String literals represent the most straightforward way to reference columns. You simply use the column name as a string.

In [34]:
# Basic string literal selection
disney_df.select("title", "genre", "imdb_rating").show(5)

+--------------------+--------------------+-----------+
|               title|               genre|imdb_rating|
+--------------------+--------------------+-----------+
|10 Things I Hate ...|Comedy, Drama, Ro...|        7.3|
|101 Dalmatian Street|Animation, Comedy...|        6.2|
|      101 Dalmatians|Adventure, Comedy...|        5.7|
|101 Dalmatians 2:...|Animation, Advent...|        5.8|
|      102 Dalmatians|Adventure, Comedy...|        4.9|
+--------------------+--------------------+-----------+
only showing top 5 rows



In [35]:
# String literals work well with groupBy operations
disney_df.groupBy("type").count().show()

+-------+-----+
|   type|count|
+-------+-----+
|   NULL|   98|
|episode|   23|
|  movie|  680|
| series|  191|
+-------+-----+



In [36]:
# You can mix string literals in various operations
disney_df.filter("year > '2015'").select("title", "year", "genre").show(5)
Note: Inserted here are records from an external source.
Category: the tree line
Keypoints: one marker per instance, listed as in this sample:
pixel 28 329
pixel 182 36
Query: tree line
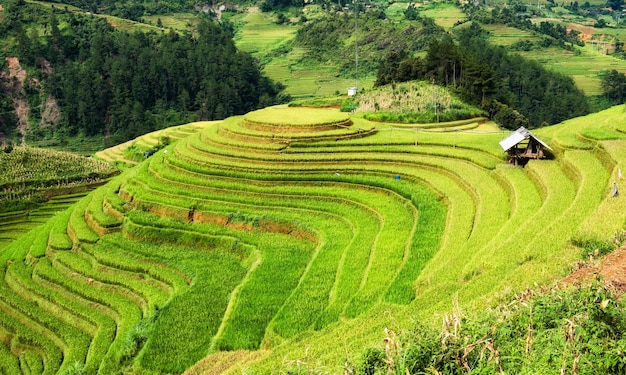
pixel 515 91
pixel 119 84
+--------------------+-----+--------------------+
|               title| year|               genre|
+--------------------+-----+--------------------+
|101 Dalmatian Street|2018–|Animation, Comedy...|
|A Celebration of ...| 2020|               Music|
|   A Wrinkle in Time| 2018|Adventure, Family...|
|             Aladdin| 2019|Adventure, Family...|
|America's Nationa...|2015–|         Documentary|
+--------------------+-----+--------------------+
only showing top 5 rows



**When to use string literals:**

- Simple column selections without any transformations
- GroupBy operations where you're just specifying grouping columns
- Basic filtering operations with simple conditions
- When you want clean, readable code for straightforward operations

**Limitations of string literals:**

- No support for column expressions or transformations
- Cannot chain operations like `.desc()` or `.alias()`
- Limited to basic column references only
- Cannot be used for mathematical operations between columns

### Method 2: DataFrame Dot Notation - The Object-Oriented Way

Dot notation treats columns as attributes of the DataFrame object, giving you access to Column objects that support more operations.

In [37]:
# Using dot notation for column selection
disney_df.select(disney_df.title, disney_df.genre, disney_df.imdb_rating).show(5)


+--------------------+--------------------+-----------+
|               title|               genre|imdb_rating|
+--------------------+--------------------+-----------+
|10 Things I Hate ...|Comedy, Drama, Ro...|        7.3|
|101 Dalmatian Street|Animation, Comedy...|        6.2|
|      101 Dalmatians|Adventure, Comedy...|        5.7|
|101 Dalmatians 2:...|Animation, Advent...|        5.8|
|      102 Dalmatians|Adventure, Comedy...|        4.9|
+--------------------+--------------------+-----------+
only showing top 5 rows



In [38]:
# Dot notation supports expressions and transformations
disney_df.select(
    disney_df.title,
    disney_df.imdb_rating.cast("double").alias("rating_numeric"),
    disney_df.genre.substr(1, 10).alias("genre_short")
).show(5)

+--------------------+--------------+-----------+
|               title|rating_numeric|genre_short|
+--------------------+--------------+-----------+
|10 Things I Hate ...|           7.3| Comedy, Dr|
|101 Dalmatian Street|           6.2| Animation,|
|      101 Dalmatians|           5.7| Adventure,|
|101 Dalmatians 2:...|           5.8| Animation,|
|      102 Dalmatians|           4.9| Adventure,|
+--------------------+--------------+-----------+
only showing top 5 rows



In [40]:
# You can use dot notation in orderBy operations
disney_df.select("title", "imdb_rating", "year").orderBy(disney_df.imdb_rating.desc()).show(5)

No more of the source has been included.